Underutilized agricultural wastes
- Agricultural waste products
Nature
Agricultural practices produce a variety of waste products or byproducts, such as animal faeces, material eroded from land, excess fertilizer, inorganic salts and minerals resulting from irrigation, herbicides and pesticides; to these may be added various infectious agents contained in wastes. Under simple agricultural systems, wastes from one harvest or form of animal husbandry could be used as a resource for another. With increasing specialization in primary production, however, there is less economic opportunity to use animal manure for fertilizer, for example.
Background
Vegetable material from agriculture has been used as mulch or compost for the soil, as an alternative source of fuel, for drying fruit, cocoa and coffee beans, or for sale in the form of briquetted charcoal to other users of wood fuel, cellulose for paper and fibreboard production, and livestock bedding and cattle ration.
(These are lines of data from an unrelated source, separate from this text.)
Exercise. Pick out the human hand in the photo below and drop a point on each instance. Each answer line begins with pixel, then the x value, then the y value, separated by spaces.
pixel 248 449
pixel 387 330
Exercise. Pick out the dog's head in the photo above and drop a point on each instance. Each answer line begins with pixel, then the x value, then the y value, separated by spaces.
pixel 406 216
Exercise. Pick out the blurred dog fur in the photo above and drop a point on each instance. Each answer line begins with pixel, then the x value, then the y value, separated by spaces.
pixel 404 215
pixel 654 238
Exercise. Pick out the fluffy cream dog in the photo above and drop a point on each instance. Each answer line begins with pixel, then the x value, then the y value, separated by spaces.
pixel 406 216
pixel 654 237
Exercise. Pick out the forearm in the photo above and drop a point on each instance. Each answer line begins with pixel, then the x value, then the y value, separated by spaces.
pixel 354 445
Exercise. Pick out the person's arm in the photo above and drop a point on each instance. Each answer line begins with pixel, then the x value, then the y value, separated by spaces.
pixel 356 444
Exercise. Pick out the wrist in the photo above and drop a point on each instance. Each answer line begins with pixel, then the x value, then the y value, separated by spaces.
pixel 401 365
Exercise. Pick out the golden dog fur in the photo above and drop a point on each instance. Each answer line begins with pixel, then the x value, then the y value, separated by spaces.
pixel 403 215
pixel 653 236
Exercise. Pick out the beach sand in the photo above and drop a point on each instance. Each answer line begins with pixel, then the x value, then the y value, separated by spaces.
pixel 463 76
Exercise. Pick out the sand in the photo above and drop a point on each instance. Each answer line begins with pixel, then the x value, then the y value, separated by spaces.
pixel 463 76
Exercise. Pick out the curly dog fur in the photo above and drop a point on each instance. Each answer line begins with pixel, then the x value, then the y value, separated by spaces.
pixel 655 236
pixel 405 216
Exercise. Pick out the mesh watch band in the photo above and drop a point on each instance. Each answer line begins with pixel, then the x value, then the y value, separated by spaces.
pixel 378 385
An example of special uses, is cocoa sweatings as ingredients in wine, alcohol, vinegar and jelly production; substandard cocoa beans can be included in livestock feed.
Incidence
The total quantity of such wastes is large. In the USA, for instance, the production of animal wastes exceeds that of human wastes by a factor of at least five on a biochemical oxygen demand (BOD) basis, seven on a total nitrogen basis, and ten on a total solids basis. Most developing countries have economies based predominantly on agriculture. With agro-industrialization increasing during the past three decades, many countries find themselves with a growing surplus of agricultural wastes such as rice hull, jute stalk, groundnut shell, bagasse and coconut husk and pith. These materials are available in large quantities and are presenting serious problems of disposal.